Everything Imaginable: An Interview with Artist Herb Williams

 In ALIVE, Interiors, Landscapes, People

Herb Williams took a leap of faith when he started sculpting with crayons. “You have to embrace your crazy if you want to succeed as an artist,” he says. “My career didn’t begin until I took the greatest risk I could afford—and I almost couldn’t afford it. I had an insane idea, and because I was able to actualize it, exhibit it and sell it, I’m not running from debt in Mexico to this day. Instead, people take me seriously; they even call me an artist.”

The Nashville-based sculptor talked with ALIVE about how crayons have allowed him to create truly original work and bring fun to the field of art, as well as the series of wild animal sculptures he’s currently working on (which will be displayed in the new international terminal of the Hartsfield-Jackson Atlanta International Airport).

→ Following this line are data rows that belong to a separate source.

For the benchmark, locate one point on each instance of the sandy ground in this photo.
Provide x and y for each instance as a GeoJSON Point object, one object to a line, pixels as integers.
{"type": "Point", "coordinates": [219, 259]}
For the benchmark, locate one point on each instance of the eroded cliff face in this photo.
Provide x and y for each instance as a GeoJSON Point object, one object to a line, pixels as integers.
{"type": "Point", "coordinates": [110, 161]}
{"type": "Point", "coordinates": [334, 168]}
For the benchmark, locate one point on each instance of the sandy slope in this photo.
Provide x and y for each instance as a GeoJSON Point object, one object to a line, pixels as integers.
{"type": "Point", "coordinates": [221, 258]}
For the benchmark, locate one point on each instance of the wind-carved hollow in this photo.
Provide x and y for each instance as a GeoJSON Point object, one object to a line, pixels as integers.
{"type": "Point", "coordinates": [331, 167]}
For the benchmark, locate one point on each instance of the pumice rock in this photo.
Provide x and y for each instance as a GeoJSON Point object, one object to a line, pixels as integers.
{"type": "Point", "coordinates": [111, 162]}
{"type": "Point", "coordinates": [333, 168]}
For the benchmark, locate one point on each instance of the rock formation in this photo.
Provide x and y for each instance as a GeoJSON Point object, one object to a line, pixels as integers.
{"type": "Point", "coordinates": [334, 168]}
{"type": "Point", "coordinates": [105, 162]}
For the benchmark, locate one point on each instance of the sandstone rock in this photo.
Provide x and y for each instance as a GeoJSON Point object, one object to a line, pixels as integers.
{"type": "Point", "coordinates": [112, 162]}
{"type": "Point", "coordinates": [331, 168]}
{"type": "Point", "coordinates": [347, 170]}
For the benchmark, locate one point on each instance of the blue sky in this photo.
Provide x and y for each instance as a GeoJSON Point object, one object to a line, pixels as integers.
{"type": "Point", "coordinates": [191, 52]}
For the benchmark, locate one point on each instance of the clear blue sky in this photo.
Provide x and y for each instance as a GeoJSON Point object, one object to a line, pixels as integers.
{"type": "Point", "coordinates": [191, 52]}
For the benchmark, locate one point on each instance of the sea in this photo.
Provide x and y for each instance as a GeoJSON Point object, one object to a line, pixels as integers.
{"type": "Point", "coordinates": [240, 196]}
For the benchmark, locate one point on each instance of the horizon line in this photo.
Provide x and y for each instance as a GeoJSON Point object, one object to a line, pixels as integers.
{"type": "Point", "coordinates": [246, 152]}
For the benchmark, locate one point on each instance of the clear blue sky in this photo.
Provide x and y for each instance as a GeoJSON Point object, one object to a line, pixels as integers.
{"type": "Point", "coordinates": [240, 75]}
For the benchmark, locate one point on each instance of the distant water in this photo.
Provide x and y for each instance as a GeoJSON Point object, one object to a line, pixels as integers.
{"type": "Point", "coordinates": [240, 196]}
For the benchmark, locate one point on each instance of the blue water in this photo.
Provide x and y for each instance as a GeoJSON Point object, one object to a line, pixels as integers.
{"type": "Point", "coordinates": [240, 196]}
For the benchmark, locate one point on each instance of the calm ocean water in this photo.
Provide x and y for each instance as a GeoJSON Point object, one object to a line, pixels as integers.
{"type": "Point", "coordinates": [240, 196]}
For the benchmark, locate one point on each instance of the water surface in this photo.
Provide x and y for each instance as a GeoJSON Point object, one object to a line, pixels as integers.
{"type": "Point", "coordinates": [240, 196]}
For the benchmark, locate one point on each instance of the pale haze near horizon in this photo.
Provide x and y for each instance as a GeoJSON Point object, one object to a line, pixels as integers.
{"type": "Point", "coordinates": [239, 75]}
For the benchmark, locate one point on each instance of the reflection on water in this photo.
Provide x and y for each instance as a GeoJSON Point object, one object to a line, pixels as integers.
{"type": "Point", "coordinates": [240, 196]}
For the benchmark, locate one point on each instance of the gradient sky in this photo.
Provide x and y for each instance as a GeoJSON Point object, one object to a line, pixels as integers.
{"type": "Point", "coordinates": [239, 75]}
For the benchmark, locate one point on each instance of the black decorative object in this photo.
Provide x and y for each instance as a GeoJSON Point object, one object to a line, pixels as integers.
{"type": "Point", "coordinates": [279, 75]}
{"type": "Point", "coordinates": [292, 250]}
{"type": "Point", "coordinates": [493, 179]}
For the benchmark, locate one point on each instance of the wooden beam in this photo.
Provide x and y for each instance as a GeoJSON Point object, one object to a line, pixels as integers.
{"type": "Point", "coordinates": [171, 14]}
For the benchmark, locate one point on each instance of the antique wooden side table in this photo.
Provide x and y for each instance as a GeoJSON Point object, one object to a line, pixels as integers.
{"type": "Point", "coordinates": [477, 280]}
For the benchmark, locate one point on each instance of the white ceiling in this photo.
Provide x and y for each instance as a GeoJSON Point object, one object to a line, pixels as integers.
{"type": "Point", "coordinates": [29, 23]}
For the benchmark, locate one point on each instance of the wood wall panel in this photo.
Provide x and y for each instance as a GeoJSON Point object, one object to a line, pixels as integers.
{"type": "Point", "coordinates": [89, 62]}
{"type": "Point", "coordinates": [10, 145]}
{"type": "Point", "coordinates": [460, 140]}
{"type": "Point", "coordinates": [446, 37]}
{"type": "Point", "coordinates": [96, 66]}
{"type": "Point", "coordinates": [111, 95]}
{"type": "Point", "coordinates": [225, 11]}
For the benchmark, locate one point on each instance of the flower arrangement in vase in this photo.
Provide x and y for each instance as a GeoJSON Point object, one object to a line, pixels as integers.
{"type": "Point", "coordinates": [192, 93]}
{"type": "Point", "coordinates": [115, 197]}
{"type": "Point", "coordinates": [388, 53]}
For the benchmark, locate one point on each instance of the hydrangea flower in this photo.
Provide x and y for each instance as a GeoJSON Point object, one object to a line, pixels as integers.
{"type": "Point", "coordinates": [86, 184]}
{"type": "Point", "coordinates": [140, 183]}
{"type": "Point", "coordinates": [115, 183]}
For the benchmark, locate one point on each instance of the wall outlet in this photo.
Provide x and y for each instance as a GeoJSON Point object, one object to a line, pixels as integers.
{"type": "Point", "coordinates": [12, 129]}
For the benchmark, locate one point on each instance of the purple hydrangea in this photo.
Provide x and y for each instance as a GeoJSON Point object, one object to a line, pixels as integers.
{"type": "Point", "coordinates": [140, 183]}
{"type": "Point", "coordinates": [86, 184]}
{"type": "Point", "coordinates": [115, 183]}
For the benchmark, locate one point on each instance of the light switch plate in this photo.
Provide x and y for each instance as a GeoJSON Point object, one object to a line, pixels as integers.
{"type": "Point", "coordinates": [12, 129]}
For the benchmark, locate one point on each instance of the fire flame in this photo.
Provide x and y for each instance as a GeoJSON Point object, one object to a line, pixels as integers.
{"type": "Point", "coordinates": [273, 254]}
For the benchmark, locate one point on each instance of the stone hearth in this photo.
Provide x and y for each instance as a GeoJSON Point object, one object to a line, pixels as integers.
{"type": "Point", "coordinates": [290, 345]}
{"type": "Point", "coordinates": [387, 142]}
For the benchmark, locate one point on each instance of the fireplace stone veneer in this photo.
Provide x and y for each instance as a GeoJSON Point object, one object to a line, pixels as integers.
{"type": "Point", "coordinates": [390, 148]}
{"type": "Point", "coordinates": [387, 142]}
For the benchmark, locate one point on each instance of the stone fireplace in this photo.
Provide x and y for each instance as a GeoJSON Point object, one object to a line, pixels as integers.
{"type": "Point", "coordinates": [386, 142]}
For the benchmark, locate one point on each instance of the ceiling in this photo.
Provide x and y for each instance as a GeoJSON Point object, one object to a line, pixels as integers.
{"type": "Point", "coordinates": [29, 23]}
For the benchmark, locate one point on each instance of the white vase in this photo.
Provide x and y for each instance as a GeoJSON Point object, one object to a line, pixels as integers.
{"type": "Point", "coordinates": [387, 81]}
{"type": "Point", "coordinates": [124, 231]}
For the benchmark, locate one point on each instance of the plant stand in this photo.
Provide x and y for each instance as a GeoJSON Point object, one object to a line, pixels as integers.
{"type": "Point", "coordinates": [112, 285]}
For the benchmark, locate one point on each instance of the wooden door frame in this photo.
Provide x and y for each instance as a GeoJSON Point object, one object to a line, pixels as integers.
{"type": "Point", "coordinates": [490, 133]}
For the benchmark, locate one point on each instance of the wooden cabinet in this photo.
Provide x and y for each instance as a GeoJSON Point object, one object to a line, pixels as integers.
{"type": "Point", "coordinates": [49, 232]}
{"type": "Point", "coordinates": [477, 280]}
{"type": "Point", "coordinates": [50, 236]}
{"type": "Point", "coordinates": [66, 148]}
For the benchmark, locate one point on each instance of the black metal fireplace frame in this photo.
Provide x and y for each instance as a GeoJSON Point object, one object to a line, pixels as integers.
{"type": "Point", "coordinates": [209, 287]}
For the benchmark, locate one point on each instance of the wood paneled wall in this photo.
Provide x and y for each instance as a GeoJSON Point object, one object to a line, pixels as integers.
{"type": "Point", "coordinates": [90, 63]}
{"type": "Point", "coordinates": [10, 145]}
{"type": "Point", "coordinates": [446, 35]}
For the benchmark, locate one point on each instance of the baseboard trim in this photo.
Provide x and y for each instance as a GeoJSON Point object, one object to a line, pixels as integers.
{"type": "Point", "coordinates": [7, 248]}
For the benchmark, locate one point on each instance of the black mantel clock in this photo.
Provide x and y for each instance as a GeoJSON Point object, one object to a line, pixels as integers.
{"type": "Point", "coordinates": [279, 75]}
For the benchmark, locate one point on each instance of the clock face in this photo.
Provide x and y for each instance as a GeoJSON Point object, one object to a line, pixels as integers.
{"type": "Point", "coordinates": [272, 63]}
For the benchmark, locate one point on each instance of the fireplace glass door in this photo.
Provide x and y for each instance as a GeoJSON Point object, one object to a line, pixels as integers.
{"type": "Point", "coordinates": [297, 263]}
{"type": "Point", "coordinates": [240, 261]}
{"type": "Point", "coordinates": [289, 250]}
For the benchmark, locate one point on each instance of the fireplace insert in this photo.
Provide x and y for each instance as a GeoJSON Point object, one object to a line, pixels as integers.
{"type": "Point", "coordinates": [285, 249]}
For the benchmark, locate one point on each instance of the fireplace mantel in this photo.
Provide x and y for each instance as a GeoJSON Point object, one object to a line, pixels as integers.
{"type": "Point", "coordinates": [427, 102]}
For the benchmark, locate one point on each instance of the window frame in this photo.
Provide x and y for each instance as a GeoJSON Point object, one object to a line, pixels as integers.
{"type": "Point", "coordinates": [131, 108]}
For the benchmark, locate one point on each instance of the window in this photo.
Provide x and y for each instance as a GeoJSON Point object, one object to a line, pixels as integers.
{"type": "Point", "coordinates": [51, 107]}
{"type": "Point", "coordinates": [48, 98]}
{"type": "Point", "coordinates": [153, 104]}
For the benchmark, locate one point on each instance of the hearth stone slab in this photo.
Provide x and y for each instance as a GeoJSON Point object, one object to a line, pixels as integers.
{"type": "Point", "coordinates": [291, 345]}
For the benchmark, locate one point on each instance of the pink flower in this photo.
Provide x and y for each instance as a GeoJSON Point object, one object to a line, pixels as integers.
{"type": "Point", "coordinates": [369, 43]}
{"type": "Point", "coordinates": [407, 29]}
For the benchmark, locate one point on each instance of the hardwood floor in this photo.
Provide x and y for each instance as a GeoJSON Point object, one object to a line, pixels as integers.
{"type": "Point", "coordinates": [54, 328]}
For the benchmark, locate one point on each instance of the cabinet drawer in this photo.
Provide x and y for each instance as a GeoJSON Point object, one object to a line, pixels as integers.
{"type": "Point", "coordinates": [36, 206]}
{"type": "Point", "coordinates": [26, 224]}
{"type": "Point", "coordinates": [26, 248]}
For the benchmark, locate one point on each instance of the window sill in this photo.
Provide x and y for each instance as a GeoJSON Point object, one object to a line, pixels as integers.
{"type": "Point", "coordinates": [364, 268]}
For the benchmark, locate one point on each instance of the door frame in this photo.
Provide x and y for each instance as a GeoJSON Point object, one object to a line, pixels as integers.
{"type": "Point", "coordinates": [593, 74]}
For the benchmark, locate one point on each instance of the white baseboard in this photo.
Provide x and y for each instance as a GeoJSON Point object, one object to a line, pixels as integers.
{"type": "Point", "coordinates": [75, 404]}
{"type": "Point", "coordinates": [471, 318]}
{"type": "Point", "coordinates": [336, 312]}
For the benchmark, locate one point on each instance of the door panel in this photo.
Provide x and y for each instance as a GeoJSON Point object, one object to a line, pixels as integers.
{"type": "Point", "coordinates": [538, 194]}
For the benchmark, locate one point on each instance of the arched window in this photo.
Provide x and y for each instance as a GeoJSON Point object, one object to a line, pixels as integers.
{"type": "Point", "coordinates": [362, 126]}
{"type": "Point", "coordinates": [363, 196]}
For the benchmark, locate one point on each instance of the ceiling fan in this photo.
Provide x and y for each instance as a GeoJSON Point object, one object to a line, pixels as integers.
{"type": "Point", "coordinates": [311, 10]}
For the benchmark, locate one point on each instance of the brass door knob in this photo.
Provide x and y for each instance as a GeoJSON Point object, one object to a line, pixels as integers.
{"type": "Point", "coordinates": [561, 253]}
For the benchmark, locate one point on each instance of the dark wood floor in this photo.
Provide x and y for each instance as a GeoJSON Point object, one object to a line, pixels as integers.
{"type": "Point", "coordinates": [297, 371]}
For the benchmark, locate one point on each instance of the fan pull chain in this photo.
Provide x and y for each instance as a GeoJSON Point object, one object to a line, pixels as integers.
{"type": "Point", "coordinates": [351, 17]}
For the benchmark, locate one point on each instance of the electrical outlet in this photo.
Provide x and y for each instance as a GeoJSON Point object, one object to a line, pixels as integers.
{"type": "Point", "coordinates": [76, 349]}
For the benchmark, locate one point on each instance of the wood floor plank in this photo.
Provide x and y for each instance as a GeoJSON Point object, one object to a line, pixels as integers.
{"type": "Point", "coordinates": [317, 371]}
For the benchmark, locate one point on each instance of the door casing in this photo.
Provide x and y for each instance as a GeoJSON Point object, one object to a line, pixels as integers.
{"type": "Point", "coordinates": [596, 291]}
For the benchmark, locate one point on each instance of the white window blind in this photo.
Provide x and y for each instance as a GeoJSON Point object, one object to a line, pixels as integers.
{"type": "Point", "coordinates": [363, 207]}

ALIVE: How did you wind up in Nashville?
Herb Williams: I tell people I grew up in L.A., but that’s “Lower Alabama.” After going to college in Birmingham, I moved to South Florida to work at a bronze foundry, where I learned lost-wax casting—like how Rodin cast “The Thinker.” I lived there for a few years before moving to Nashville in 1998, just after the April 15 tornado outbreak swept through the middle of Tennessee, with two touching down in the city, causing significant damage to the downtown and East Nashville areas. I’ve been based there ever since.

ALIVE: As an artist, do you feel supported by the Nashville community?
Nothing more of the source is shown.